Created 08-17-2018 03:42 AM
Hi,
I am trying to concatenate the small files in the hive partitions. But I found a strange behavior while I am doing so.
I have many files under yyyy=2018, mm=7, dd=11 partition. When I tried to run the below query:
alter table dbname.tblName partition (yyyy=2018, mm=7, dd=11) concatenate;
all the small files got concatenated into 2 big files. I want to see if I can able to concatenate further to make it as single file.
Strangely, It didn't convert the 2 files into 1 file in the first run. After running the same query for 4 times, it converted into 1 single big file.
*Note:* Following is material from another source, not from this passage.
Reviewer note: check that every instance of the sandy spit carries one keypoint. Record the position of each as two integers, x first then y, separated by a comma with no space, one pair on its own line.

I didn't understand this behavior.
alter table dbname.tblName partition (yyyy=2018, mm=7, dd=11) concatenate; INFO : Session is already open INFO : Dag name: hive_ INFO : Status: Running (Executing on YARN cluster with App id AppID) INFO : Loading data to table dbname.tblName partition (yyyy=2018, mm=7, dd=11) from /apps/hive/warehouse/dbname.db/tblName/yyyy=2018/mm=7/dd=11/.hive-staging_hive_2018-08-16_21-27-52_556_544797697765237034-149145/-ext-10000 INFO : Partition dbname.tblName{yyyy=2018, mm=7, dd=11} stats: [numFiles=2, numRows=74319, totalSize=1629690, rawDataSize=80710514] No rows affected (5.008 seconds) alter table dbname.tblName partition (yyyy=2018, mm=7, dd=11) concatenate; INFO : Session is already open INFO : Dag name: hive_ INFO : Status: Running (Executing on YARN cluster with App id AppID) INFO : Loading data to table dbname.tblName partition (yyyy=2018, mm=7, dd=11) from /apps/hive/warehouse/dbname.db/tblName/yyyy=2018/mm=7/dd=11/.hive-staging_hive_2018-08-16_21-27-58_733_1348505315688040528-149145/-ext-10000 INFO : Partition dbname.tblName{yyyy=2018, mm=7, dd=11} stats: [numFiles=2, numRows=74319, totalSize=1629690, rawDataSize=80710514] No rows affected (1.289 seconds) alter table dbname.tblName partition (yyyy=2018, mm=7, dd=11) concatenate; INFO : Session is already open INFO : Dag name: hive_ INFO : Status: Running (Executing on YARN cluster with App id AppID) INFO : Loading data to table dbname.tblName partition (yyyy=2018, mm=7, dd=11) from /apps/hive/warehouse/dbname.db/tblName/yyyy=2018/mm=7/dd=11/.hive-staging_hive_2018-08-16_21-28-01_294_168641035365555493-149145/-ext-10000 INFO : Partition dbname.tblName{yyyy=2018, mm=7, dd=11} stats: [numFiles=2, numRows=74319, totalSize=1629690, rawDataSize=80710514] No rows affected (2.368 seconds) alter table dbname.tblName partition (yyyy=2018, mm=7, dd=11) concatenate; INFO : Session is already open INFO : Dag name: hive_ INFO : Status: Running (Executing on YARN cluster with App id AppID) INFO : Loading data to table dbname.tblName partition (yyyy=2018, mm=7, dd=11) from /apps/hive/warehouse/dbname.db/tblName/yyyy=2018/mm=7/dd=11/.hive-staging_hive_2018-08-16_21-28-04_876_2200942119932282933-149145/-ext-10000 INFO : Partition dbname.tblName{yyyy=2018, mm=7, dd=11} stats: [numFiles=1, numRows=74319, totalSize=1628545, rawDataSize=80710514] No rows affected (0.877 seconds)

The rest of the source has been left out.